The infamous electroshock scene from One Flew Over the Cuckoo’s Nest (1974).
Q: In both your preface and conclusion, you talk about how mental illness has always been stigmatized throughout history. Is it really any different today?
Rubinstein: Well, today we don’t torture people. As recently as the 1950s, they were lobotomising psychotic patients. They removed a good portion of the white matter of the frontal lobes of the cortex, and turned those people into—for lack of a better term—the walking dead. They became blunted and unresponsive to most emotional stimuli. It was done to try to improve their lot in life, but it shows how primitive things used to be.
When I was in resident psychiatry, the cops would drag a guy in and tell me, “This guy belongs in the loony bin, doc.” Even if the person was just drunk, they wanted to dump these people off in the psychiatric emergency room rather than take them to the precinct. They didn’t want to be bothered with an agitated, fulminating individual who was obviously disturbed.

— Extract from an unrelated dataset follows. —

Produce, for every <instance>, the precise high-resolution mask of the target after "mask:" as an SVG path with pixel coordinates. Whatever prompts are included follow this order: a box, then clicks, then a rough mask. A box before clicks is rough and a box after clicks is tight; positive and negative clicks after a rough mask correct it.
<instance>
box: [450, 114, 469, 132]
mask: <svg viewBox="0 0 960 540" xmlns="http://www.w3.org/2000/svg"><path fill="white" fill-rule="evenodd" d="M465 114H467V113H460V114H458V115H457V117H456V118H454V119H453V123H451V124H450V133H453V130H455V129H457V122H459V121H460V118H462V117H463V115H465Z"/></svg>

What’s really changed is there is a much more scientific and compassionate approach. The popular conception of electroconvulsive therapy (ECT) still exists from a famous scene in the 1974 movie One Flew Over the Cuckoo’s Nest—Jack Nicholson with the bulging eyes and convulsions and coming out of it like a vegetable.
But they now use unipolar leads, and very low, slow pulse electricity. They administer muscle relaxants, so there is no convulsion. There is hardly any retrograde amnesia and what little there is resolves with a matter of days. It doesn’t take 12 to 18 sessions anymore, it only takes between four and six.
Q: You end on a somewhat surprising note of optimism, given that these are such very sad stories. I am curious about why you see hope for the future.
Rubinstein: No matter what kind of progress we make, there will always be people slipping through the cracks. There will always be people who either don’t want to be helped, or can’t be helped for some reason. But transcranial magnetic stimulation is a noninvasive new treatment that, so far at least, according to preliminary findings, has tremendously good effects—with no side effects or ingestion of chemicals.
Then there is the promise of gene therapy. At some point in the not too distant future, neuroscience will advance to the point where blood can be taken from a newborn child, and based on that baby’s genome, scientists will be able to predict what mental dysfunctions or illnesses that individual will have a predisposition for. Imagine if you could do that for people with a high risk of schizophrenia or severe bipolar disorder, based on the genome analysis of a two-day-old baby? It would put every psychiatrist out of business.
So in the long run, if the human race survives as a species, I think the prognosis medically [for mental illness] is very good. I am not sure that I am optimistic about the survivability of the human species, but I am optimistic in that limited way.